WHO AM I?
I’m Byron Christopher, a Canadian reporter with more than three decades’ experience in the mainstream [commercial] media.
I’ve also worked for the [so-called] independent media.
And now I have my own blog, part of the new phenomenon called ‘social media.’ Sorry to toss all those labels at you.
THE IMPORTANCE OF JOURNALISM
Journalism plays an important role in a democracy. I realize that’s stating the obvious but if people are to make informed choices — the hallmark of a true democracy — they’ll need information that’s fair and balanced … and information that can be verified.
An uncensored flow of information is the very heart of a free country.
Our job is to make sense of what’s happening in the world. Life being what it is, that’s easier said than done.

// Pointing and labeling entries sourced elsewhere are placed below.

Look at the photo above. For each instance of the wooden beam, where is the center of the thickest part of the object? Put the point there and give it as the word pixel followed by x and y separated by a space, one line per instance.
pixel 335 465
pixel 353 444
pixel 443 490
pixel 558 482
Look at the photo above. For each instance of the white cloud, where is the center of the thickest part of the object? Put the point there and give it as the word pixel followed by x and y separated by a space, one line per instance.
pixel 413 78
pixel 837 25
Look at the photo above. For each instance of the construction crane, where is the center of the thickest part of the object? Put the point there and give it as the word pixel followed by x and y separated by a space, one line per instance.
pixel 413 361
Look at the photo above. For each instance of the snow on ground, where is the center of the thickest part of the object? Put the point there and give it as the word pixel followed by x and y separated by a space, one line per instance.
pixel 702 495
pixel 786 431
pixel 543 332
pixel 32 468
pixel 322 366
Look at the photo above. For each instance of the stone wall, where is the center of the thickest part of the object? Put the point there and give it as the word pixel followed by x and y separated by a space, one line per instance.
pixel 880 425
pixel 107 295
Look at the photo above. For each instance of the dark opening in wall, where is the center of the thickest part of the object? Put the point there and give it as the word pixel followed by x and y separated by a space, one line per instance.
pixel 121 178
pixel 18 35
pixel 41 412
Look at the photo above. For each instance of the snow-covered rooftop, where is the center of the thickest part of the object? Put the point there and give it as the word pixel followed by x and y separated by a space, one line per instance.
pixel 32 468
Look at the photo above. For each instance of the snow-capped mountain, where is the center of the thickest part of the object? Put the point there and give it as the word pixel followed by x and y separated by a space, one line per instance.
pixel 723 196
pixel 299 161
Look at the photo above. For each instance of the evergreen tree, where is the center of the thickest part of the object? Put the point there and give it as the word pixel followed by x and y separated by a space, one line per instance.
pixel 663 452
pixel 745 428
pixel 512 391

When we read newspapers, watch TV or listen to the radio, it’s impossible to know how much is actual news, what’s opinion, what’s manufactured — or if we’re getting propaganda or corporate public relations. Or, if management has ordered reporters to do stories for political reasons. There are far too many “ifs” are at play here.
Joseph Jankowski sums it up pretty nicely, in reference to a survey that shows a mere 6 percent of Americans trust the mainstream and corporate media, “Most Americans,” he says, “are aware of the staggering dishonesty and reality twisting, that the mainstream, corporate news media engages in on a daily basis.”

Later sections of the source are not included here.